Just like with our human children, we intuitively know the difference between sad or happy sounds that are pets make, and we can accurately read their body language. Everyone is familiar with the ecstatic tail wagging that greets you when you return home after being at work all day; your dog is practically vibrating with excitement because you are finally home.
You likely greet your pet with lots of head pats and belly scratches, telling them what a good boy or girl they are, maybe asking them if they had a nice day and how much you missed them.
How much of this does your dog understand? Do they read body language the way that we do, or pick up on the different inflections in our speech to determine our moods or meanings? According to research published in Scientific American, MRIs show that dogs process language in much the same way that humans do!
Dogs process the words we are speaking in the left hemisphere of the brain, just like humans, and use the right side to decipher the intonation or inflection of our words. When both the words and the inflection match, the dog’s reward center in their brain begins to light up, showing not only that they are happy, but that they know whether the words themselves match the tone being used. Based on current research, dogs who are surrounded by speech regularly will have a greater understanding of human words and the meanings.
What does this mean for the future of communication with our pets?

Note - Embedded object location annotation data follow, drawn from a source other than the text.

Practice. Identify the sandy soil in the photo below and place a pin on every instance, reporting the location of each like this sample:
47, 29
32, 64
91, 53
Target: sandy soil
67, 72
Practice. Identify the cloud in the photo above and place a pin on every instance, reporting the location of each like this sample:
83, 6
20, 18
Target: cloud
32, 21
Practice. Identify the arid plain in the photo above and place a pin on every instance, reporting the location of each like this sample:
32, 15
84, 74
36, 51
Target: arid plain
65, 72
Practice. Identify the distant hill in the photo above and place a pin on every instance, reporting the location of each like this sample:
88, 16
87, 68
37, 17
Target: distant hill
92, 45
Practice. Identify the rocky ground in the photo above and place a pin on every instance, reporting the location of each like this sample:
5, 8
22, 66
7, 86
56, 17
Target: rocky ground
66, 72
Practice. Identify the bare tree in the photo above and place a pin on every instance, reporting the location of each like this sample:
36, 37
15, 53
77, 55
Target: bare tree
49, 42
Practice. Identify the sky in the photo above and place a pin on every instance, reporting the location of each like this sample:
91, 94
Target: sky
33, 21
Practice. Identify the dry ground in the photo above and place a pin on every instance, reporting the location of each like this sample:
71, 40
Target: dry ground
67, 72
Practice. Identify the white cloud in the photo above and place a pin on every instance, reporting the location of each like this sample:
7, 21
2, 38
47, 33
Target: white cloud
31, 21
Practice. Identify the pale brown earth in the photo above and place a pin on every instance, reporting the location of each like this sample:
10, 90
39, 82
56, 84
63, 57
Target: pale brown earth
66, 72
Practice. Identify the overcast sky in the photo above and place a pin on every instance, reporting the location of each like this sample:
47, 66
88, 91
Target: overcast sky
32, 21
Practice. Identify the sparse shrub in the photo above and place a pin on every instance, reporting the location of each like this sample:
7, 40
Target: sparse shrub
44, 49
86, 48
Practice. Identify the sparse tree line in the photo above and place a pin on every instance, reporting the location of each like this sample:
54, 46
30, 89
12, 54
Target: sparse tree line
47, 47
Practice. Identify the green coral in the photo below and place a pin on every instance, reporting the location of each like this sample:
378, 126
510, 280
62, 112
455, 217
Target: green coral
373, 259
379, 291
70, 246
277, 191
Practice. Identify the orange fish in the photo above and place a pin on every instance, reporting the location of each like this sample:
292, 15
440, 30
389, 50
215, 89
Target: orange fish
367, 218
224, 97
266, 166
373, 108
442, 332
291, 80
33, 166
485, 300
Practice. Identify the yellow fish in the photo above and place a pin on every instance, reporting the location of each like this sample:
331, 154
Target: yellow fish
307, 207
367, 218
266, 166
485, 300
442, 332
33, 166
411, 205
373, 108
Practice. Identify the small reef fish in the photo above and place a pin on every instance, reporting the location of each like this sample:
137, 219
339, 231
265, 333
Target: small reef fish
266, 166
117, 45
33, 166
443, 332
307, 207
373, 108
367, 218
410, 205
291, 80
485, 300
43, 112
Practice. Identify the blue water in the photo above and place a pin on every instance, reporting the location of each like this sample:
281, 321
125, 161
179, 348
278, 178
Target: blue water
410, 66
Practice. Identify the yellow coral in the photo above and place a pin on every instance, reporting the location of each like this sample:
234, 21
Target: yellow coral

In 2020, Furbo released a streaming camera that analyzes your dog’s barks to determine what they are trying to say- whether they are hungry, bored, if there is an intruder, etc. It then sends the results straight to your smartphone via an app so that you can see for yourself. Taking this sort of AI technology to another level, we may be able to develop a way to directly speak with our pets, with mutually understanding. When we ask “Who’s a good boy?” they can answer emphatically, “I am!”